Productivity for us here in Italy seems to be more a product of serendipity than careful planning. It’s not that we don’t plan exhaustively. But sometimes things turn out better when we just go with the flow. Our internet has been grinding to a halt fairly often lately. We can get reliable dial-up, which us O.K. for email and other more basic tasks. But we cannot send large attachments, and forget about Skype calls (we don’t have a home phone, and we’ve been trying to set up quite a lot of things for our trip to the U.S.)., or web-conferencing.
We had a web-conference scheduled for Thursday evening, which we were forced to cancel. However, just as we were finishing up on the internet around 8:30, when we would normally have been out on our walk, we received an email from Julio. He’s our translator, and was letting us know that he could meet us at the Tribunale in the morning to certify the translations of Raj’s, Axa’s and my birth certificates and our corrected marriage certificate.
We had already been planning a trip to Cuneo to buy all the oats, wheat, and spelt we would need for the rest of the time we are here before our trip. So we took an earlier bus this morning. I discovered halfway here that Raj’s birth certificate had only been half translated. So the rest of the translation is courtesy of babelfish.
When we did the translations in Saluzzo, there was some confusion over whether we would need the 14 euro marca da bollo or the the 1.55 one. In the end, it was quite a coup that the very kind lady at the Tribunale let us use the cheap ones, saving us nearly 200 euros. So today we thought we’d be smart and just buy the cheap marca da bollos beforehand. We had our old translation with the cheap marca da bollo on it, and we figured they would just assume that was the right one and let us do it.
No such luck. We briefly considered taking the bus up to Saluzzo to have them done there (at least Tony considered it), but ultimately decided that we’d just bite the bullet and buy four 14.62 marca da bollos. That was ten times what we’d planned on spending (and we’re already skipping gelato days and not buying cheese so our money will last till we leave for the States in a month. Read our Hong Kong travelogue for how close we’re willing to get to running out of money in foreign countries).
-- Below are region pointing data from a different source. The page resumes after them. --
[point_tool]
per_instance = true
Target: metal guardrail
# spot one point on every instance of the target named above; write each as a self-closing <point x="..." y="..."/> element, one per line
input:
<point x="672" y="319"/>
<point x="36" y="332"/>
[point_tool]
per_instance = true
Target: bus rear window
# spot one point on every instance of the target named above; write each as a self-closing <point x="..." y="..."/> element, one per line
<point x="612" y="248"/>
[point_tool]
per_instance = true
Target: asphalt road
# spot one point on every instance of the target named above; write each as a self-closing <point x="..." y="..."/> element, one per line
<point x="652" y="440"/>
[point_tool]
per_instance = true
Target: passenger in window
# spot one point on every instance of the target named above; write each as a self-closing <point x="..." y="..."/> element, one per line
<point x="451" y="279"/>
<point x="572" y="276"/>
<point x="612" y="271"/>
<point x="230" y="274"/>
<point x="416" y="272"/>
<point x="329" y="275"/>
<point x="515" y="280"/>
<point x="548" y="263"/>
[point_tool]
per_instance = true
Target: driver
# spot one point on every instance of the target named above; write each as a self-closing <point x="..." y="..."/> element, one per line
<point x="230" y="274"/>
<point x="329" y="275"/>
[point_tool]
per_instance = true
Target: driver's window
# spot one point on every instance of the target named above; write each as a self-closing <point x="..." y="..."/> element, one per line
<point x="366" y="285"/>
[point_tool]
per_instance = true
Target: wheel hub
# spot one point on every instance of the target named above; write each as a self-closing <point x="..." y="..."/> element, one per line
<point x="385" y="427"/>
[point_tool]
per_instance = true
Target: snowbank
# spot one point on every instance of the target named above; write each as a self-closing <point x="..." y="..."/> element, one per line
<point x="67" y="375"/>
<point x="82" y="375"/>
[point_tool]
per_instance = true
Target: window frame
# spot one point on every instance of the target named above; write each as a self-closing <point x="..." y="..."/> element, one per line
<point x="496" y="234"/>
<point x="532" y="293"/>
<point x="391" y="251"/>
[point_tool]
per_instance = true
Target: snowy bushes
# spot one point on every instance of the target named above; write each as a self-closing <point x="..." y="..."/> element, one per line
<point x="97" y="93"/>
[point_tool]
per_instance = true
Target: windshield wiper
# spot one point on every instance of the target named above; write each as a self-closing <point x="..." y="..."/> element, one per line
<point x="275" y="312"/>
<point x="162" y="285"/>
We already had Julio print out the translations at home, since our printer is out of ink and we can’t afford an ink cartridge. While we were waiting for him, we bought our grains. We had an extra half-hour, so we dropped in on the Questura to innocently ask if we could do my Carta di Soggiorno there instead of through the postal system. We walked through three waiting rooms full of people. The man at the desk was polite, but I think he must have been laughing underneath his serious response that no, I couldn’t do that (or anything by just waltzing into the Questura). These sorts of bureaucratic procedures must be paid for by endless hours in waiting rooms (on top of the literal payment in the special currency of marca da bollos).
The Prefettura, where I will apply for citizenship once Tony gets his, was across the street. I thought I would pop in there and maybe pick up the proper forms so I could get started on my application (which includes obtaining a criminal record from every country in which I have resided after the age of 18. Luckily for me that’s only the U.S. and Chile). However, I didn’t even make it past the waiting rooms in there. It was obvious that everyone in them had set aside at least the entire morning, and probably the whole day to accomplish their object. Ah, Italy!
We did make it home finally with our certified translations, grains, and three crates of peaches.